BHU Cuts PhD Fees After Student Objections, With Relief Applied From 2024–25

Varanasi: Banaras Hindu University has reduced several PhD charges and narrowed when an examination fee can be collected, rolling back parts of a fee structure that had drawn objections from research scholars.
Under the revised arrangement, the examination fee has been reduced from ₹4,000 to ₹3,000 and will apply only at the course-work examination and thesis-submission stages rather than every semester. The change is effective from the 2024–25 academic session.
Scholars who already paid the higher amount for the affected sessions will be allowed to adjust the excess against future fees. That provision matters because a retrospective revision without an adjustment would have left continuing students paying more than the new structure requires.
Registration charges also revised
From the 2026–27 session, PhD applicants who are BHU students, employees or teachers will pay a registration fee of ₹2,500. External candidates will pay ₹10,000.
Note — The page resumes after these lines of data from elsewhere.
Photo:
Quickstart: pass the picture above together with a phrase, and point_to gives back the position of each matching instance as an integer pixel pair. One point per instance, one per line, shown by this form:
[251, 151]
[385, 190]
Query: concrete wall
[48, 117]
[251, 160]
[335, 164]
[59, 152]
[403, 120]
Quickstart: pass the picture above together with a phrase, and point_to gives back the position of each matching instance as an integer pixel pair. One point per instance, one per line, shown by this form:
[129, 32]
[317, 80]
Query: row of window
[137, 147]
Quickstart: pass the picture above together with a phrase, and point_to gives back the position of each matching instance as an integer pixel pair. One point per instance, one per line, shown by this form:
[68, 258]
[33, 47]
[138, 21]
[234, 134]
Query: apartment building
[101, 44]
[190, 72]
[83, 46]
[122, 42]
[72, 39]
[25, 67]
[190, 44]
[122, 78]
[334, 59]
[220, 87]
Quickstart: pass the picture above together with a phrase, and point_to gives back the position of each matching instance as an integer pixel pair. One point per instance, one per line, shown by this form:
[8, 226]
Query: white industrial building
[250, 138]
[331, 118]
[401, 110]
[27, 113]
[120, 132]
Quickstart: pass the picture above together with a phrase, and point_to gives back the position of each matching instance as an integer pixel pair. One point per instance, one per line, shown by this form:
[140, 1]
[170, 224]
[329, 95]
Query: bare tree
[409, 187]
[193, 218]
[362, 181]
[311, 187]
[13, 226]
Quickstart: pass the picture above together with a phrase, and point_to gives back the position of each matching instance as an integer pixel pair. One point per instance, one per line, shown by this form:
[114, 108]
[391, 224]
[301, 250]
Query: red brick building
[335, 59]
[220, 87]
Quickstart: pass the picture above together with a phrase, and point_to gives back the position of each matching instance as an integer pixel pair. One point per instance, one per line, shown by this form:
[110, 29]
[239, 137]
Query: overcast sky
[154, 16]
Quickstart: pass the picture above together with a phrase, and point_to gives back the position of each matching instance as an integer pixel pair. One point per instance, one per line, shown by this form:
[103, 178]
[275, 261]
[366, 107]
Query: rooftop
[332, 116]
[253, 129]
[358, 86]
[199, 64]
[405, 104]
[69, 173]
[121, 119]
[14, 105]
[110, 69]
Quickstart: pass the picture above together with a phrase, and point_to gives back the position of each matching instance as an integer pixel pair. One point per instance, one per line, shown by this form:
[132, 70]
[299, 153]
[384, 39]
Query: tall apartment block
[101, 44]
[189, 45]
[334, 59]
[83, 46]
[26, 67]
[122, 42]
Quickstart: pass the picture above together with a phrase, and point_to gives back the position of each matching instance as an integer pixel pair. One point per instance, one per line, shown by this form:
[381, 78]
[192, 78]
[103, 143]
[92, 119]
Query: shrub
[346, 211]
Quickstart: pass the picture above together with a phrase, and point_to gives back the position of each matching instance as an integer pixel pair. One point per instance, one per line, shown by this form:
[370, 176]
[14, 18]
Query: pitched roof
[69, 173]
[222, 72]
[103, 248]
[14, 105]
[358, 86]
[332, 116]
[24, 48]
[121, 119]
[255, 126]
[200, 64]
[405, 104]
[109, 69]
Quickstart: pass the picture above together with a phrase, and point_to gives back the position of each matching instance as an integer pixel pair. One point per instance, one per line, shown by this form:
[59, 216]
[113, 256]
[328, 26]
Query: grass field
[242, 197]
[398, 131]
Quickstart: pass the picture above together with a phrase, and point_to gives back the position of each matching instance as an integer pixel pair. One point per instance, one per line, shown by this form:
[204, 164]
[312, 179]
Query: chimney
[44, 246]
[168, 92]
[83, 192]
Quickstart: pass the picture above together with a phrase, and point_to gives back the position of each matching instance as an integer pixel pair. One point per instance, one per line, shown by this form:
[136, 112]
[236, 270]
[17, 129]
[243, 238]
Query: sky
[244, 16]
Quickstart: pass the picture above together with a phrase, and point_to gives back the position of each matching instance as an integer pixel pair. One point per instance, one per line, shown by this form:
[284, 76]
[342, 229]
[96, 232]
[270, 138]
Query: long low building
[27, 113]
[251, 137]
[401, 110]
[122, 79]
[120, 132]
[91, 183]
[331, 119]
The university has also halved the re-registration charge for scholars who have completed six years, reducing it from ₹10,000 to ₹5,000. A full-time scholar who changes to part-time status will move to the corresponding fee structure.
The decision follows criticism of an order issued earlier in the year. That structure required a ₹6,000 payment per semester from the 2024–25 session, comprising academic, development and examination components. Students argued that charging an examination fee every semester was difficult to justify when course-work examinations occur at a specific stage.
Why the change is significant
Doctoral study can extend over several years, so recurring charges have a cumulative effect, especially for scholars without a fellowship or after funded support ends. Clear rules on which fee applies at which milestone help students plan and reduce disputes at registration.
BHU has more than 10,000 research scholars across its faculties, making even a narrow fee revision consequential for a large academic community. The university has also been changing aspects of doctoral admission and administration this year, while other parts of the campus have faced separate governance reviews, including the recent IMS-BHU nursing promotion rollback.
The immediate task is implementation. Departments and the finance system will need to show adjusted balances correctly, inform scholars of the revised schedule and ensure that no automatic demand continues under the withdrawn structure. A single accessible fee notice, including examples for current, external and re-registering scholars, would reduce confusion.
For students, the safest step is to retain receipts and compare future portal demands with the revised order. Any excess already paid should appear as an adjustment rather than requiring a fresh claim each semester.